Curious Cab3 / Base3 information to share

My guess is that the app is using some combination of hardware ID, well-known IP addresses, and maybe an expected API response of some sort to detect the base on the network.

The API response should allow the app to positively identify a base if implemented properly.

If the app only uses hardware ID and/or IP, a lot of things on a big network (like the Wi-Fi on a cruise ship) might look like the Base3 to the app.

If the app uses an API call where it expects a response from the Base3 but it still gets confused and looks like it connects when there is none, I have two hypotheses.

1) The API that the Base3 uses is a common one that other software uses and something on the network also uses that common API.

2) There is some sort of nefarious "honeypot" on the network that detects (based on the API request) and formulates a response to trick the app. This is a common technique for stealing credentials.

The way Lionel could prevent this is by using a asymmetric public-private key pair on the Base3 and app.

@stangtrain posted:

For whatever reason, in the evening, I opened the Cab3 app and selected Base3. The app searched and then actually reported to be connected to some phantom Base3!

The Captain has a model train layout in his stateroom!

Maybe you should check out Cabin 435.

If you're savvy try running some OSINT tools on the guest network. You might be surprised at what you can find!

Don't use the Cab3 throttle when you are in iceberg waters!  You might be connecting to Main Control!

When looking for the Base3, the Cab3 scans IPs looking for an open port 5000.  That port is used by UPnP services and other 3rd party services such as my Synology NAS management port.

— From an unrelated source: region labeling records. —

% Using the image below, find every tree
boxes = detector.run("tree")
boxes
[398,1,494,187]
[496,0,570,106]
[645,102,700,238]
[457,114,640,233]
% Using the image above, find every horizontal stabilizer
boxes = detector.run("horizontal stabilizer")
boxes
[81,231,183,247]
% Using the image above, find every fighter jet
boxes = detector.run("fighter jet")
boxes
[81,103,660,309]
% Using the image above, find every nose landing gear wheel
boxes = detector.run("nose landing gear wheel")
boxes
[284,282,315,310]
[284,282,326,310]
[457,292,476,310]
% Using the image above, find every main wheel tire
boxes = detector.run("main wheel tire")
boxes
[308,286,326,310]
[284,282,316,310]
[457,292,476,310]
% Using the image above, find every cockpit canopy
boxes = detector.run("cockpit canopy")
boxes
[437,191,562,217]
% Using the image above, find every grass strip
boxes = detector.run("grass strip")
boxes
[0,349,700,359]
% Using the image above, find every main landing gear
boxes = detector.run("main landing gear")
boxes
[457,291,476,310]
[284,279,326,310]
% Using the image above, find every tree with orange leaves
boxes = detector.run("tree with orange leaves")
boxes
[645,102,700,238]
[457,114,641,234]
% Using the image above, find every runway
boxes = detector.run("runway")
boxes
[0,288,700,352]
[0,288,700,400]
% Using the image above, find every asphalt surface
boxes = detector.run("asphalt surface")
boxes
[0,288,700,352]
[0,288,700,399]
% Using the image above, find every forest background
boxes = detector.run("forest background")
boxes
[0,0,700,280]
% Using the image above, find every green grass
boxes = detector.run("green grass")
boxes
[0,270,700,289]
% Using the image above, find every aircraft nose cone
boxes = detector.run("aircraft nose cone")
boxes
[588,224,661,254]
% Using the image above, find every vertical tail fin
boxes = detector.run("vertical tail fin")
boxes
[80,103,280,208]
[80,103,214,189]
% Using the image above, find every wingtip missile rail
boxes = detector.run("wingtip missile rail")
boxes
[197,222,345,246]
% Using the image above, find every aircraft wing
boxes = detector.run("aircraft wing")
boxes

While a connection to the LCS WiFi's port 5000 requires a followup query to establish whether the a Base is present on the port, the Cab3 logic seems content to open the port without verifying whether the port is provided by a Base3 service.  Dave Olsen is aware of this issue.

Maybe I’ll delete the app until I get home! We are sailing near icebergs as it is. No need to give fate any extra temptation!

@stangtrain posted:

Maybe I’ll delete the app until I get home! We are sailing near icebergs as it is. No need to give fate any extra temptation!

Talk about something that would be hard to explain!

"I was just trying to run my trains and the ship rammed an iceburg!"

@gunrunnerjohn posted:

Talk about something that would be hard to explain!

"I was just trying to run my trains and the ship rammed an iceburg!"

yes here is the banner: Ship hit iceberg, man seen swimming from seen of collision clutching some type of electronic jamming device with a glowing "L". Authorities want to speak with this man...............

More of the same: While flying home from the destination port in St. John's Newfoundland Canada, I had the (brave) brilliant (maybe stupid) idea to open the Cab3 App and when I clicked on "Base3" it indicated that it was "connected"!!

Needless to say, I immediately closed the App!!

@stangtrain posted:

More of the same: While flying home from the destination port in St. John's Newfoundland Canada, I had the (brave) brilliant (maybe stupid) idea to open the Cab3 App and when I clicked on "Base3" it indicated that it was "connected"!!

I'm impressed that you survived the plane crash!!!